If you have a list ranking your
productivity items from greatest urgency to least you’ll find that the ones at
the top are likely the ones you want to do least – otherwise you would have
done them before they became urgent. Now, Sloth Demon is your buddy. Sloth
Demon is your pal. It doesn’t want you do have to do that terrible, nasty task
you’ve been avoiding. So it convinces you to do a different task from the list –
one that’s more appealing.
The really dangerous part about
Sloth Demon is that you feel as though you’ve been productive after it has
tricked you into doing something you shouldn’t have been doing. Did the dishes
in my kitchen need cleaning? Absolutely. Could it have waited until I had
finished my paper, there-by completing something tangible to show the world?

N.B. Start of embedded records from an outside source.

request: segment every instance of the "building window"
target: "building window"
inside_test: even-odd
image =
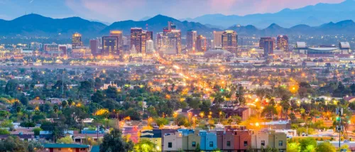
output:
[[[196,141],[192,141],[192,147],[196,147]]]
[[[283,141],[278,141],[278,146],[283,146]]]
[[[244,146],[248,146],[248,141],[244,141]]]

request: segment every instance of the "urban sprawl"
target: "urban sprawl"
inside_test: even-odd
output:
[[[1,44],[0,151],[355,151],[354,42],[167,23]]]

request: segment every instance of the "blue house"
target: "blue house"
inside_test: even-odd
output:
[[[202,151],[210,151],[217,148],[217,136],[214,133],[200,131],[201,137],[200,148]]]

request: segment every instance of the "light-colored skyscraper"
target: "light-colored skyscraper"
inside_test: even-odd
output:
[[[186,48],[190,51],[194,51],[196,48],[196,40],[197,38],[197,31],[190,30],[186,35]]]
[[[134,45],[138,53],[142,53],[142,33],[143,30],[141,28],[131,28],[131,49]]]
[[[121,31],[118,31],[118,30],[114,30],[114,31],[110,31],[110,36],[117,36],[119,38],[118,41],[118,45],[119,45],[119,50],[122,49],[122,46],[124,45],[124,40],[123,40],[123,33]]]
[[[214,42],[214,45],[213,48],[222,47],[222,35],[224,31],[213,31],[213,41]]]
[[[287,36],[278,36],[278,49],[288,51],[288,37]]]
[[[224,50],[228,50],[231,53],[237,53],[238,34],[236,31],[229,30],[223,32],[222,40],[222,46]]]
[[[104,56],[119,55],[119,38],[117,36],[102,37],[102,50]]]
[[[154,52],[154,43],[153,40],[147,40],[147,45],[146,45],[146,53],[152,53]]]
[[[205,37],[202,35],[197,36],[196,40],[196,50],[198,52],[206,52],[207,48],[207,41]]]
[[[82,46],[82,35],[79,33],[75,33],[72,37],[72,48],[75,48],[81,46]]]

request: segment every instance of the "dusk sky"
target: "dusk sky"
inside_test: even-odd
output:
[[[11,20],[26,13],[53,18],[79,16],[112,23],[163,14],[175,18],[204,14],[246,15],[275,13],[317,3],[344,0],[0,0],[0,18]]]

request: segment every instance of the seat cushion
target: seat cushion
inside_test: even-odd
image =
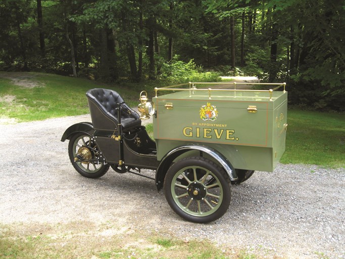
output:
[[[116,108],[118,103],[122,104],[121,126],[123,131],[137,127],[141,124],[141,120],[139,118],[139,114],[129,107],[116,92],[108,89],[97,88],[87,91],[86,96],[90,101],[99,108],[95,111],[93,111],[91,110],[92,109],[91,106],[89,105],[91,119],[95,128],[104,128],[102,125],[98,125],[102,124],[102,119],[100,120],[101,118],[98,114],[100,111],[102,111],[104,116],[113,120],[114,121],[114,125],[117,125],[118,122]],[[96,122],[97,125],[94,125],[94,122]]]

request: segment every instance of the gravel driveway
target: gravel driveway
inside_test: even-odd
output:
[[[175,214],[153,181],[112,169],[81,177],[60,142],[88,115],[0,125],[0,223],[114,222],[183,239],[209,238],[272,257],[345,257],[345,169],[279,164],[233,186],[228,211],[199,225]],[[154,176],[154,171],[147,171]]]

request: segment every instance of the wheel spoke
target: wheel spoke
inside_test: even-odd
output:
[[[215,184],[211,184],[211,185],[208,185],[206,186],[206,189],[213,188],[216,186],[219,186],[219,184],[216,183]]]
[[[193,199],[192,199],[191,198],[189,200],[189,201],[188,202],[188,204],[186,205],[186,207],[185,207],[187,209],[189,207],[189,206],[191,204],[192,201],[193,201]]]
[[[219,199],[219,196],[218,195],[216,195],[215,194],[213,194],[213,193],[210,193],[209,192],[208,192],[206,193],[207,195],[208,195],[209,196],[213,197],[214,198],[217,198],[217,199]]]
[[[206,199],[204,199],[204,202],[205,203],[206,203],[209,206],[209,207],[210,207],[210,208],[211,208],[211,209],[213,208],[213,206],[212,205],[211,205],[211,203],[210,203],[210,202],[209,202],[209,201],[207,200]]]
[[[193,174],[194,175],[194,181],[198,181],[198,176],[196,176],[196,168],[195,167],[193,168]]]
[[[178,195],[178,196],[176,196],[176,198],[177,199],[179,199],[180,198],[183,198],[183,197],[186,197],[188,196],[188,193],[186,192],[185,193],[183,193],[183,194],[181,194],[180,195]]]
[[[209,175],[210,175],[210,172],[209,172],[209,171],[206,172],[206,174],[205,176],[204,176],[204,177],[203,177],[203,180],[202,180],[201,183],[202,184],[204,184],[204,183],[205,183],[205,181],[206,180],[207,177],[209,176]]]
[[[85,142],[85,140],[84,140],[84,138],[82,137],[81,139],[80,139],[81,141],[83,142],[83,144],[84,144],[83,146],[86,146],[86,143]]]
[[[179,188],[180,188],[182,189],[186,189],[188,188],[188,186],[186,186],[185,185],[182,185],[181,184],[178,184],[177,183],[175,183],[175,186],[176,186],[176,187],[179,187]]]
[[[186,181],[188,182],[188,184],[191,183],[191,181],[188,179],[188,177],[187,177],[186,175],[184,174],[184,172],[182,173],[182,175],[183,177],[183,178],[184,178],[186,180]]]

You betcha. Doing the dishes could have been the second most urgent thing on my
list, but in doing them before I completed my paper I was less productive than
if I had waited to do them until after.
It’s a bargain we make with
ourselves. I’ll do something I really don’t want to do in order to avoid doing
something I want to do even less.
Always have a To-Do list and
make sure you’re comparing it with your priorities. Your priorities are going
to affect the order of your list. A well-ordered, organized list is a
productive list.
Take care of small tasks and
chores immediately before something urgent arises. If you have a messy desk and
a project deadline, if you aren’t completely pulled off task by the Sloth
Demon, you’ll be distracted and unable to focus on your project completely.
Clear your environment, clear your head. As
above, so below.
Always reward yourself for a job
well done. It’s the best way to make the next day bearable. No matter how
productive we are, there will always be another project around the corner,
another goal to reach, another land to conquer. There’s got to be a reward at
the end of the tunnel to make the grind worth it. Externalizing rewards is a
great way to help yourself along, but the real prize comes from the
satisfaction of a job well done.
Just to be clear, the Sloth
Demon is not a real thing - physical or spiritual. It’s a concept. Designed to
identify a behavior I had trouble dealing with. Please don’t run around,
blessing your house in hopes of scaring the Sloth Demon away. You’ll have
already been tricked away from your productivity by it.